Good question. Looks like there aren't currently any easy high-level ways to tell.

One problem is that a file may only share part of the data via Copy-on-Write. This is called a physical extent, and some or all of the physical extents may be shared between CoW files.

There is nothing analogous to an inode which, when compared between files, would tell you that the files share the same physical extents. (Edit: see my other answer).

The low level answer is that you can ask the kernel which physical extents are used for the file using the FS_IOC_FIEMAP ioctl, which is documented in Documentation/filesystems/fiemap.txt. In principle, if all of the physical extents are the same, then the file must be sharing the same underlying storage.

Few things implement a way to look at this information at a higher level. I found some go code here. Apparently the filefrag utility is supposed to show the extents with -v. In addition, btrfs-debug-tree shows this information.
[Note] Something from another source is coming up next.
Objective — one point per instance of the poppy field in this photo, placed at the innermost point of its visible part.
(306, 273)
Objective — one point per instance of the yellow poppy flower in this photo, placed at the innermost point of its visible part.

I would exercise caution however, since these things may have had little use in the wild for this purpose, you could find bugs giving you wrong answers, so beware relying on this data for deciding on operations which could cause data corruption.

Some related questions:

  • How to find out if a file on btrfs is copy-on-write?
  • How to find data copies of a given file in Btrfs filesystem?

Further to my previous answer, I have just released fienode which computes a SHA1 hash of the physical extents of the file and can be used to find some (identical) reflink copies. Beware though, there are caveats (see the documentation). BTRFS decided to change some, but not all, of the physical extents of a refink copy I made without provocation or warning, causing the value to change.